Someone gave a link to an answer of my question, with a more realistic take on the position of the other end, but your explanations are still welcome for this moon setting and the “moon elevator” problem :)
(i know i may have broken english sometimes, sorry about that)
(i know i may have broken english sometimes, sorry about that)
Not at all! I couldn’t tell you aren’t a native speaker. Regarding a “moon elevator”, or more realistically a space elevator, these kinds of Herculean physics problems are exactly what people are trying to iron out. The forces involved are astronomical.
That was excellent. Thank you
Because the stick isn’t infinitely rigid. If you push it at one end the other end doesn’t immediately start moving. The time it takes, I think, is equal to the speed of sound inside that material. Ultimately the forces that bind atoms together and allow them to interact are limited by the speed of light.
I ran this by an engineer and they said the same thing
Huh…so we may fail to achieve faster than light (FTL) travel but we could probably manage faster than stick (FTS) travel
Easily. I imagine that most spacecraft are already traveling faster than the speed of stick. It’s likely only a few thousand meters per second
Perhaps also worth pointing out that the speed of light is that exact speed, because light itself hits a speed limit.

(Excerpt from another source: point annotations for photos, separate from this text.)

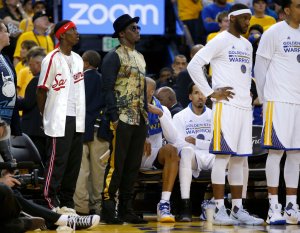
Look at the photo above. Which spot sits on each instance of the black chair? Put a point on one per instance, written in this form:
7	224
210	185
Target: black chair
257	162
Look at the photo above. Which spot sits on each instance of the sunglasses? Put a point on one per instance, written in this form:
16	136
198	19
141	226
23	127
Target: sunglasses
135	28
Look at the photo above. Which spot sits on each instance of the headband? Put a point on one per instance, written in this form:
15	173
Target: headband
240	12
64	28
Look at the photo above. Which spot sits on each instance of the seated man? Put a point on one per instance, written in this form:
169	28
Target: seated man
167	97
157	155
194	134
12	203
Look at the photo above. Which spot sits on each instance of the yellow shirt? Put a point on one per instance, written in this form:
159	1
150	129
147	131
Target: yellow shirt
19	66
23	78
26	25
187	9
43	41
265	22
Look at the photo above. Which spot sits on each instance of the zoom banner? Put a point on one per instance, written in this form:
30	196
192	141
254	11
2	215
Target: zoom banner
97	16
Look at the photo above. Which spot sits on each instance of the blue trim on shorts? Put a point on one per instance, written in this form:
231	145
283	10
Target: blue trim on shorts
276	144
276	148
242	155
222	152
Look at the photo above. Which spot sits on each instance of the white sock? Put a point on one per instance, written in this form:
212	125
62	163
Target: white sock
62	221
237	202
185	171
273	199
165	196
292	199
219	203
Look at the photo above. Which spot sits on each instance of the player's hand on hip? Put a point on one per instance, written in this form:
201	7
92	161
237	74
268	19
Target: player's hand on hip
222	93
147	148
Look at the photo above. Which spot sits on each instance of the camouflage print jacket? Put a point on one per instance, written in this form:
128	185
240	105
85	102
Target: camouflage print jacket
123	71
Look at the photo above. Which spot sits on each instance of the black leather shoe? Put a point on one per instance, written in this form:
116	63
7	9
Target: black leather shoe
109	213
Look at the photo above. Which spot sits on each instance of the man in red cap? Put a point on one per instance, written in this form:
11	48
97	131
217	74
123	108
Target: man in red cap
123	73
61	100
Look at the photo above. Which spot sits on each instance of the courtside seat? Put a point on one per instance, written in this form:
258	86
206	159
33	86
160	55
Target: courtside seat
24	150
257	162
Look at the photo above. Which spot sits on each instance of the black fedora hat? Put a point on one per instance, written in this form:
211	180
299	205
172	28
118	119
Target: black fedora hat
122	22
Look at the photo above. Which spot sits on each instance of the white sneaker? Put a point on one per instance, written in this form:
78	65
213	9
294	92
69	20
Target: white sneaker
244	218
67	211
83	222
291	213
164	212
274	215
221	217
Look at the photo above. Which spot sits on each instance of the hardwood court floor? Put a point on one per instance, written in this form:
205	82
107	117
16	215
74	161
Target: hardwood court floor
196	226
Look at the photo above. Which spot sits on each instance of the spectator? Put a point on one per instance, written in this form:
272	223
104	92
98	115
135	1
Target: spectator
277	78
223	21
123	71
165	78
31	119
41	24
230	73
259	17
61	101
210	12
167	97
189	11
27	6
159	156
89	185
26	24
193	125
184	80
9	117
12	203
179	64
12	13
25	46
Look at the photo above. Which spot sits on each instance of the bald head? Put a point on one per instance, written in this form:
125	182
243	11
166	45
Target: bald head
166	96
151	86
195	49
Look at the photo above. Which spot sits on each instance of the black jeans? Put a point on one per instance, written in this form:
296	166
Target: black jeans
125	160
63	165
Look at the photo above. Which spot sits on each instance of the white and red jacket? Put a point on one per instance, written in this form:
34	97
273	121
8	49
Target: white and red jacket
56	76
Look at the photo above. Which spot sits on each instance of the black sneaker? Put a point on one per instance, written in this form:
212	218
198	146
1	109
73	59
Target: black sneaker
186	212
83	222
109	213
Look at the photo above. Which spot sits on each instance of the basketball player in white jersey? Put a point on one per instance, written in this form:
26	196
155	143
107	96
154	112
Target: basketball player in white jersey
230	56
194	135
277	70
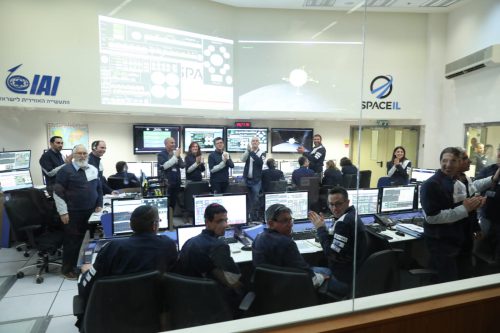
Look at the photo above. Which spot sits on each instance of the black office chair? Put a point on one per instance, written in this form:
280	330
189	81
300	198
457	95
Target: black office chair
349	181
191	189
281	289
127	304
365	177
26	218
194	301
311	185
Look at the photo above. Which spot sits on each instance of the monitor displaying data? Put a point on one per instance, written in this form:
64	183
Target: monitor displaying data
186	233
148	65
15	160
287	140
421	175
397	198
235	204
204	136
15	180
296	201
365	200
138	168
238	139
121	210
150	138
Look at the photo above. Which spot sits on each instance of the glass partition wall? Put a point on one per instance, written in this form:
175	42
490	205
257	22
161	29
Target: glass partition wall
365	76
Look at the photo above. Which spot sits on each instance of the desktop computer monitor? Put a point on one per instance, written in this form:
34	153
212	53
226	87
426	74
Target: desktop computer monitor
185	233
398	198
421	175
235	204
365	200
296	201
122	208
15	180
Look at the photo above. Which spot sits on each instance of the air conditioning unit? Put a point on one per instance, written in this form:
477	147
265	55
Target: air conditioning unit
488	57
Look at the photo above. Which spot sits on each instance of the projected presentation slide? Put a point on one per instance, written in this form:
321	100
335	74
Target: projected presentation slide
204	136
148	65
238	139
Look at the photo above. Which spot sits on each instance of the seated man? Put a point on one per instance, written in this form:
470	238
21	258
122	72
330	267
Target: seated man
122	178
208	256
303	171
275	246
142	252
338	241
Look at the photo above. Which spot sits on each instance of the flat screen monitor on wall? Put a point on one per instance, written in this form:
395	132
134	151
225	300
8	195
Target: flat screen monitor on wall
148	138
287	140
238	139
205	137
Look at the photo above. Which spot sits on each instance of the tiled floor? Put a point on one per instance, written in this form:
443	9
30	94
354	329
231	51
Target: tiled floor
26	306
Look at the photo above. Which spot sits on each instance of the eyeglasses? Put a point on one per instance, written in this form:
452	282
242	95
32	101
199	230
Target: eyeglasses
336	204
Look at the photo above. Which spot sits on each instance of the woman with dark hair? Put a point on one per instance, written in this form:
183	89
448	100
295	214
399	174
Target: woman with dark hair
194	163
332	174
399	168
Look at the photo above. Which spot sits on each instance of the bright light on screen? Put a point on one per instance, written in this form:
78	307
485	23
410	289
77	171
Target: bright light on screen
148	65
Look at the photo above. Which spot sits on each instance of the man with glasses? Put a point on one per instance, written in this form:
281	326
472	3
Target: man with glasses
275	246
144	251
52	161
339	240
77	193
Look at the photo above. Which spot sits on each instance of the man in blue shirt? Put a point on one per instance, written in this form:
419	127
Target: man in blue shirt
77	193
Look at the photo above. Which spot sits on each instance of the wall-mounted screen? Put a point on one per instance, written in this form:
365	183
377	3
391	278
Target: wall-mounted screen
15	160
203	135
238	139
149	138
147	65
287	140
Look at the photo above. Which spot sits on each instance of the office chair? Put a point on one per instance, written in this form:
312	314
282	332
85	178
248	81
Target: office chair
349	180
191	189
194	301
281	289
384	181
25	218
311	185
365	177
126	303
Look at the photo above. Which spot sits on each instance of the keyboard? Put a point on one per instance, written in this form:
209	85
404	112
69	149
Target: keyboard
303	235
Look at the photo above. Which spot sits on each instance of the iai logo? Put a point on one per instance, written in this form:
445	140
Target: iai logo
39	85
381	88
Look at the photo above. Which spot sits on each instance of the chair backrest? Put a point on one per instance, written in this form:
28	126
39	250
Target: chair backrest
378	274
195	301
126	303
365	176
277	186
349	180
281	289
194	188
384	181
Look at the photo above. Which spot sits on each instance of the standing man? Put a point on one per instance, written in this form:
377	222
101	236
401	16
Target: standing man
77	193
275	246
317	156
206	255
98	149
219	163
169	165
51	161
252	173
339	240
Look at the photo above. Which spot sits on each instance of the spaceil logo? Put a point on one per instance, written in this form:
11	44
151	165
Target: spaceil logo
40	84
381	87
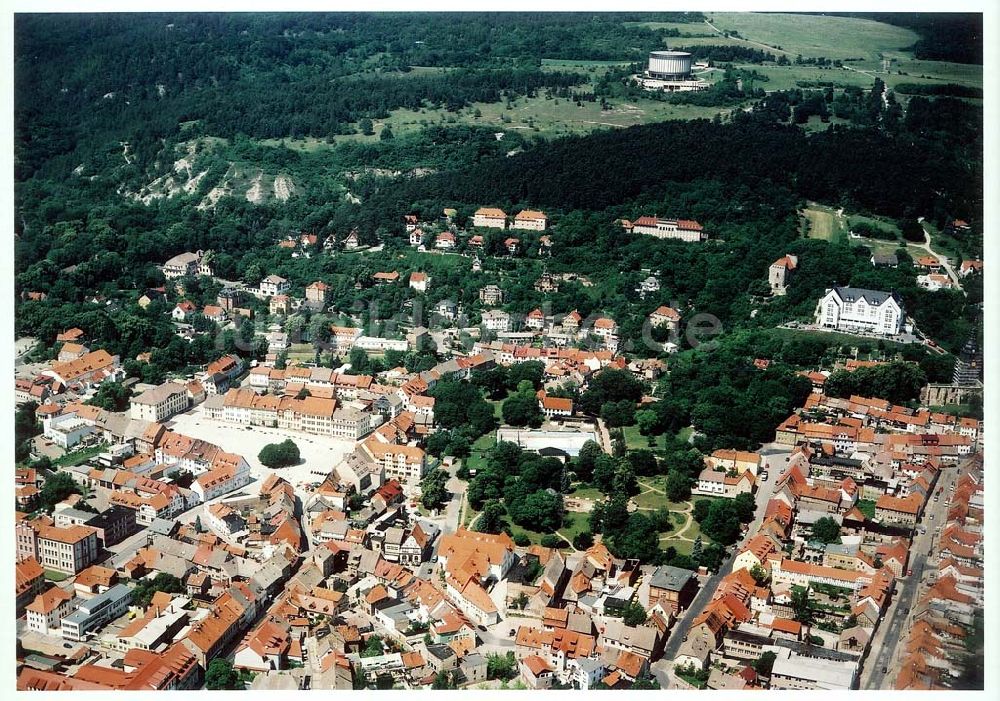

As far as we know, light has no mass, so if it is accelerated in any way, it should immediately have infinite acceleration and therefore infinite speed (this is simplifying too much by using a classical physics formula, but basically it’s like this:
a = f/m = f/0 = ∞
). And well, light doesn’t go at infinite speed, presumably because it hits that speed limit, which is somehow inherent to the universe.That speed limit is referred to as the “speed of causality” and we assume it to apply to everything. That’s also why other massless things happen to travel at the speed of causality/light, too, like for example gravitational waves. Well, and it would definitely also apply to that pole.
Here’s a video of someone going into much more depth on this: https://www.pbs.org/video/pbs-space-time-speed-light-not-about-light/
Actually, the thing that applies to the pole is the speed of sound (of the pole material), which is the speed the atoms in the pole move at. Not even close to the speed of light.
Correct answer is here.
Yeah, everyone else had already answered that, which felt like we’re picking apart that specific thought experiment, even though there is actually a much more fundamental reason why it won’t work.
I think relativity demonstrates that light does have mass?
They might not have “rest mass” but they do have mass!
The eclipse experiment proved it, solar sails whilst hypothetical demonstrate it.
Photons don’t have mass, but they do have momentum.
Relativistic mass is not helpful to our everyday understanding of mass, it’s more helpful to discuss momentum, like the other commenter pointed out
I’m not a scientist, but when I asked the same question before they said, “compression.”
Like, the stick would absorb the power of your push, and it would shrink (across its length) before the other end moved. When the other end does finally move, it’s actually the compression reaching it.
The compression on the end of the stick wouldn’t travel faster than the speed of sound in the stick making it MUCH slower than light.
But… But… The stick is unfoldable!
Matter is made of atoms. Things are only truly rigid in the small scales we deal with usually.
I predict we’ll have FTL travel before we can invent a stick that’s “unfoldable”.
A wooden stick is pretty much unfordable in an unaltered state Or a glass stick
Glass easily bends
There’s no such thing as a perfectly rigid object.
There was, but now I’m getting older and more tired
Have you spoken to your healthcare provider about Viagratm? It may be able to help with your issue. (Please seek immediate medical help with an erection lasting more than 4 hours).
always had this question as a kid
And then went, draw it out, and asked.
I applaud that (and the art), good for you.(And the good people already provided answers.)